VPC Impact Acquisition Holdings (NASDAQ: VIHAU, VIH and VIHAW)
(“VIH”), announced today that it plans to file with the U.S.
Securities and Exchange Commission (“SEC”) Amendment No. 2 to the
registration statement on Form S-4 (the “Registration Statement”)
in the coming days, which will include a preliminary proxy
statement of VIH with respect to the proposed business combination
(the “Business Combination”) with Bakkt Holdings, LLC (“Bakkt”), a
digital asset marketplace. The Registration Statement will include
updated disclosures to respond to SEC comments and will represent
further progress towards the closing of the Business
Combination.
VIH commented, “As we enter the third quarter, we continue to
engage and work closely with regulators to complete their review of
our registration statement and look forward to the conclusion of
that process. We have established June 28, 2021 as the record date
for the extraordinary general meeting of the shareholders to
approve the anticipated Business Combination. We remain confident
in Bakkt’s strong position in the marketplace and expect to provide
another update when we have additional information regarding the
closing date for the Business Combination.”

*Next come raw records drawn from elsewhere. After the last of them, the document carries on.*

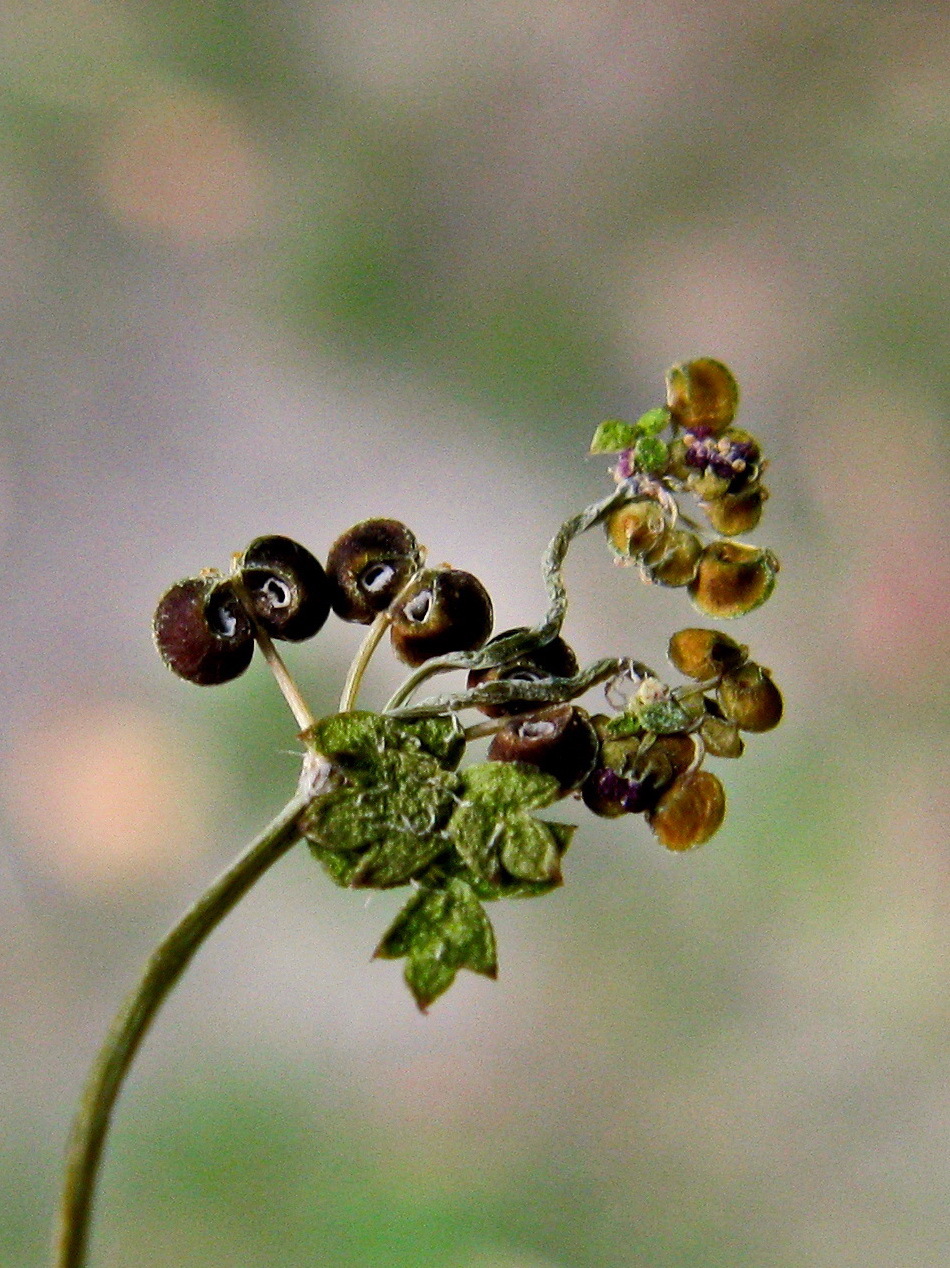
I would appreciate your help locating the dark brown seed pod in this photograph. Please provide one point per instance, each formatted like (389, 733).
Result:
(559, 741)
(703, 396)
(634, 528)
(674, 559)
(554, 659)
(705, 654)
(288, 592)
(690, 810)
(750, 698)
(202, 632)
(736, 512)
(368, 566)
(444, 610)
(732, 578)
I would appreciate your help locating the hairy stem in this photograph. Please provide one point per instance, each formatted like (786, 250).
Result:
(362, 659)
(162, 970)
(518, 644)
(289, 690)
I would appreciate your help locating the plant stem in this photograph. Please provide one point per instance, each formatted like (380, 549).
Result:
(291, 691)
(162, 970)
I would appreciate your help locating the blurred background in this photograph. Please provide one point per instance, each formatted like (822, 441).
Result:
(278, 266)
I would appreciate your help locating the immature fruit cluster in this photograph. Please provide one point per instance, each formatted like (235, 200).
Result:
(391, 802)
(204, 627)
(650, 756)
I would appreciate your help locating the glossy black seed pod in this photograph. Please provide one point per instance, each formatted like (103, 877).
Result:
(288, 592)
(444, 610)
(368, 566)
(202, 632)
(559, 741)
(556, 659)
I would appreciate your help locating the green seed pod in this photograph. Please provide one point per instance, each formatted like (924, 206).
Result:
(666, 758)
(202, 632)
(732, 578)
(689, 812)
(559, 741)
(553, 659)
(651, 454)
(443, 610)
(676, 465)
(703, 396)
(674, 559)
(634, 528)
(663, 711)
(704, 654)
(748, 698)
(737, 512)
(286, 587)
(721, 737)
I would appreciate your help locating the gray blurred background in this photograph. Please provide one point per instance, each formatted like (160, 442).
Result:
(277, 266)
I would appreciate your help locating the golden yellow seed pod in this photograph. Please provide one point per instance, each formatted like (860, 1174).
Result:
(750, 698)
(703, 396)
(674, 559)
(690, 810)
(736, 512)
(636, 526)
(732, 578)
(703, 654)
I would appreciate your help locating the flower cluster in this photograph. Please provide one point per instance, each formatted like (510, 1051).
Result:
(388, 799)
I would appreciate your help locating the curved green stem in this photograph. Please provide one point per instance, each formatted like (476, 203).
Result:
(519, 643)
(162, 970)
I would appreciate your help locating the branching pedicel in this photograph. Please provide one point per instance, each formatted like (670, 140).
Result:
(383, 799)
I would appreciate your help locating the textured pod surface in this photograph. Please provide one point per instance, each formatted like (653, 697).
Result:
(202, 632)
(703, 396)
(736, 512)
(444, 610)
(732, 578)
(634, 528)
(553, 659)
(368, 566)
(748, 698)
(703, 654)
(690, 810)
(559, 741)
(674, 559)
(287, 588)
(721, 737)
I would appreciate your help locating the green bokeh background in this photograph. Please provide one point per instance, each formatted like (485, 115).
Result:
(279, 266)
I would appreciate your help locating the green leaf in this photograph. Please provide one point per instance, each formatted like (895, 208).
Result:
(532, 850)
(495, 834)
(440, 931)
(613, 435)
(397, 860)
(364, 734)
(622, 725)
(384, 824)
(651, 454)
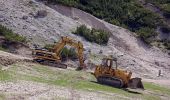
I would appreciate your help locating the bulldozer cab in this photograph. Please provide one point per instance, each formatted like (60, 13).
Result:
(109, 62)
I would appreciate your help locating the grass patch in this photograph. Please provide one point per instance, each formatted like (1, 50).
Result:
(4, 75)
(80, 80)
(157, 88)
(2, 97)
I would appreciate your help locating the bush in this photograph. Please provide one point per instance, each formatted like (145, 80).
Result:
(10, 35)
(65, 52)
(68, 53)
(125, 13)
(146, 33)
(97, 36)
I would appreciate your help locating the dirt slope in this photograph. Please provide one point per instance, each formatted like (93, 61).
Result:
(132, 54)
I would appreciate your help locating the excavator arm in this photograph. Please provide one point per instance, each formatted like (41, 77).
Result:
(53, 56)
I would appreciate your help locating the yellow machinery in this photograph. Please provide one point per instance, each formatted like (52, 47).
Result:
(52, 57)
(108, 75)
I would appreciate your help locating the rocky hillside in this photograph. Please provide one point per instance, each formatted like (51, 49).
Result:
(42, 24)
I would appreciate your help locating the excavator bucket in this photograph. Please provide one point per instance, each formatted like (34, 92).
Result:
(135, 83)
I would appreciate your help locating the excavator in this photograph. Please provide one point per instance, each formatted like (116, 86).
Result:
(52, 57)
(106, 74)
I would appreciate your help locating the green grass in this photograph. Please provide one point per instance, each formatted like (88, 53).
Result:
(2, 97)
(4, 75)
(157, 88)
(78, 80)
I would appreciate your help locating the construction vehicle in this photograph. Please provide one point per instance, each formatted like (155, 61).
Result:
(109, 75)
(53, 57)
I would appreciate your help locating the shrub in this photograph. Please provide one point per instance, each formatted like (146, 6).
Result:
(68, 53)
(97, 36)
(10, 35)
(65, 52)
(146, 33)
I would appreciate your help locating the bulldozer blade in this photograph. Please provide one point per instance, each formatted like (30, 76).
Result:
(135, 83)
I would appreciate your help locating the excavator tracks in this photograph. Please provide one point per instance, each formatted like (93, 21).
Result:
(111, 81)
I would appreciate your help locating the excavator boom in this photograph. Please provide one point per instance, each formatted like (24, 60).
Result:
(54, 56)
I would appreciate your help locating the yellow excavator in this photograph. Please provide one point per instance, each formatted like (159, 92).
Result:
(52, 57)
(108, 74)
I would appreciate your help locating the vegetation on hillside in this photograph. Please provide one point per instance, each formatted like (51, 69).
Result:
(66, 53)
(164, 5)
(78, 80)
(93, 35)
(126, 13)
(10, 35)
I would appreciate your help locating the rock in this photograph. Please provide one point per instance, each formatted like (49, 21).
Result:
(2, 19)
(25, 27)
(41, 14)
(25, 17)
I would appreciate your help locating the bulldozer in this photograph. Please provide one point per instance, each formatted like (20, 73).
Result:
(52, 57)
(108, 74)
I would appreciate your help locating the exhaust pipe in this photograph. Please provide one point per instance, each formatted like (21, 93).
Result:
(135, 83)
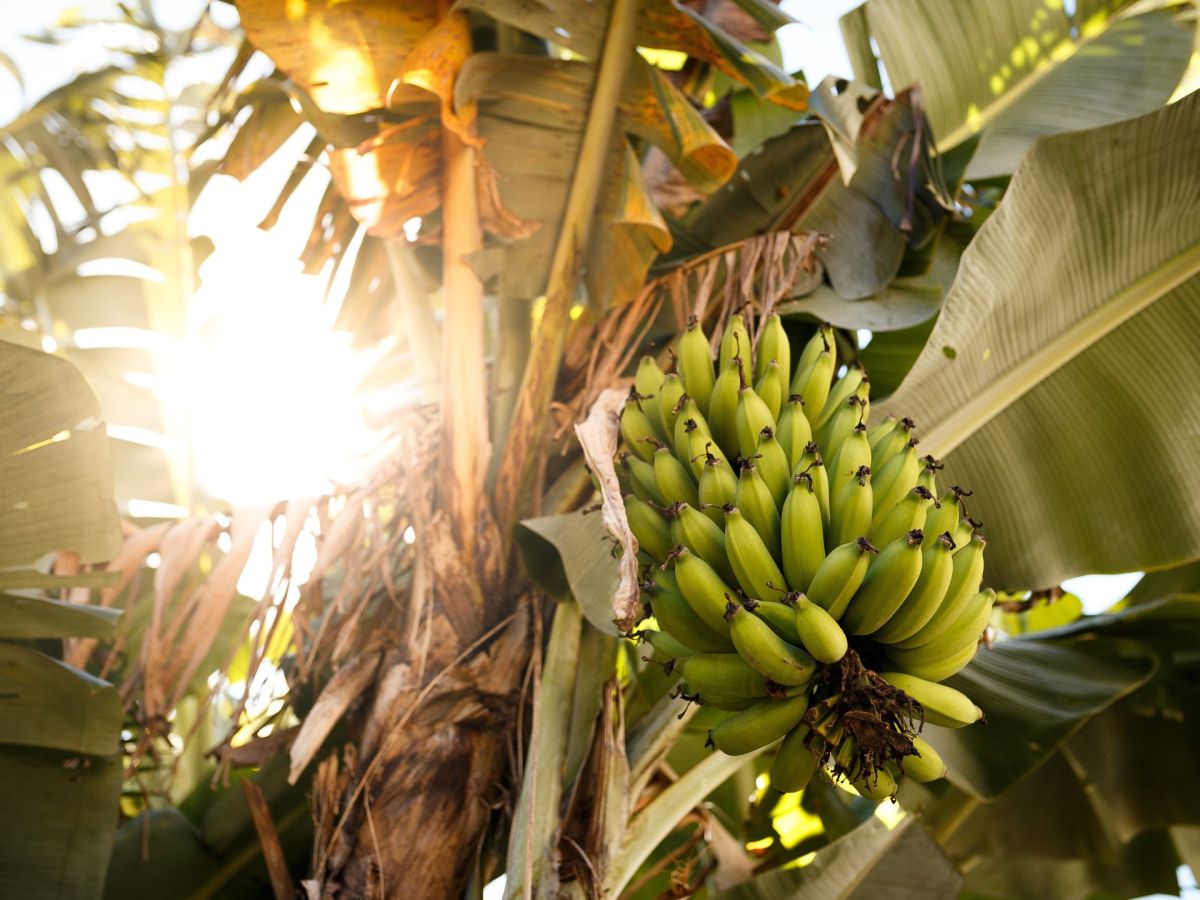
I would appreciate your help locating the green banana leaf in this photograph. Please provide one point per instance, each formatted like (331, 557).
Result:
(1060, 363)
(1020, 70)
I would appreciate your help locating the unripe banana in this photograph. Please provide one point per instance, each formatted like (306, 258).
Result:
(762, 724)
(965, 580)
(927, 765)
(795, 763)
(780, 617)
(697, 533)
(840, 575)
(750, 557)
(669, 397)
(931, 664)
(649, 528)
(696, 364)
(718, 487)
(757, 505)
(909, 514)
(852, 454)
(943, 706)
(772, 462)
(767, 652)
(850, 510)
(725, 675)
(648, 382)
(802, 534)
(702, 588)
(772, 388)
(841, 391)
(735, 342)
(936, 568)
(636, 429)
(820, 633)
(723, 407)
(673, 478)
(879, 786)
(813, 465)
(750, 418)
(676, 617)
(889, 580)
(665, 647)
(793, 432)
(773, 345)
(893, 481)
(641, 479)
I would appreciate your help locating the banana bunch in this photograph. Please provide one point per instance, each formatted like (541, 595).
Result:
(803, 571)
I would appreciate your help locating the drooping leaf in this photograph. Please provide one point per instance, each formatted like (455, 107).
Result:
(53, 462)
(1048, 360)
(1020, 70)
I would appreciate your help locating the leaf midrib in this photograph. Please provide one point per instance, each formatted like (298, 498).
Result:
(1015, 383)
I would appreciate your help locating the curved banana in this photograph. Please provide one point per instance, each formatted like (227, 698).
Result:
(850, 510)
(649, 528)
(762, 724)
(702, 588)
(750, 557)
(766, 651)
(802, 534)
(840, 575)
(889, 580)
(936, 567)
(795, 763)
(696, 364)
(943, 706)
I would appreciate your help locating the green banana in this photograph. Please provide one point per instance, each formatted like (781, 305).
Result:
(735, 342)
(795, 763)
(772, 387)
(723, 406)
(665, 647)
(766, 651)
(636, 429)
(773, 346)
(780, 618)
(925, 765)
(757, 504)
(762, 724)
(802, 534)
(669, 397)
(723, 673)
(943, 706)
(649, 528)
(840, 575)
(750, 418)
(697, 533)
(673, 478)
(850, 510)
(852, 454)
(893, 481)
(702, 588)
(820, 633)
(772, 462)
(889, 580)
(641, 479)
(936, 567)
(965, 580)
(718, 487)
(677, 618)
(793, 432)
(696, 364)
(750, 557)
(909, 514)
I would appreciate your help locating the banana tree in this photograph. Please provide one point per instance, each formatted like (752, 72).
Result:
(522, 201)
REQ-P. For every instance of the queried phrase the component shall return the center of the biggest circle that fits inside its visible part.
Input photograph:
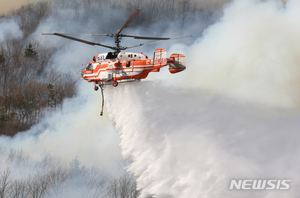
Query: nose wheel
(115, 83)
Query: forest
(31, 88)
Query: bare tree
(5, 183)
(37, 186)
(123, 187)
(57, 178)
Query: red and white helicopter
(118, 66)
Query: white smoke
(192, 141)
(251, 54)
(75, 131)
(9, 29)
(189, 143)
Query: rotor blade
(157, 42)
(129, 21)
(87, 34)
(76, 39)
(144, 37)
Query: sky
(6, 6)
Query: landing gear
(115, 83)
(101, 87)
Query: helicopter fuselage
(111, 68)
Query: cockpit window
(89, 67)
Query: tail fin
(160, 58)
(176, 63)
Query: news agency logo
(254, 184)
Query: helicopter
(118, 66)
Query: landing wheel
(115, 83)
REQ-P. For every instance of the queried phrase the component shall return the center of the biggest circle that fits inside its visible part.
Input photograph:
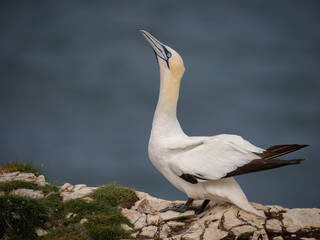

The Business Combination, which was announced on January 11,
2021, has been unanimously approved by the VIH Board of Directors,
the Bakkt board of managers and the Bakkt unitholders, and remains
subject to certain customary closing conditions, including VIH
shareholder approval.
Upon the consummation of the Business Combination, VIH will be
renamed “Bakkt Holdings, Inc.” and is anticipated to become a
NYSE-listed public company trading under the ticker symbol
“BKKT.”
About VPC Impact Acquisition Holdings
VPC Impact Acquisition Holdings’ sponsor is an affiliate of
Victory Park Capital, a global investment firm with a long track
record of executing debt and equity financing transactions with
some of the largest global Fintech companies. The firm was founded
in 2007 and is headquartered in Chicago with additional resources
in New York, Los Angeles and Austin. Victory Park Capital is
privately held and a Registered Investment Advisor with the
SEC.
About Bakkt
Bakkt is a trusted digital asset marketplace that enables
institutions and consumers to buy, sell, store and spend digital
assets. Bakkt’s retail platform, now widely available through the
new Bakkt App, amplifies consumer spending, reduces traditional
payment costs and bolsters loyalty programs, adding value for all
key stakeholders within the payments and digital assets ecosystem.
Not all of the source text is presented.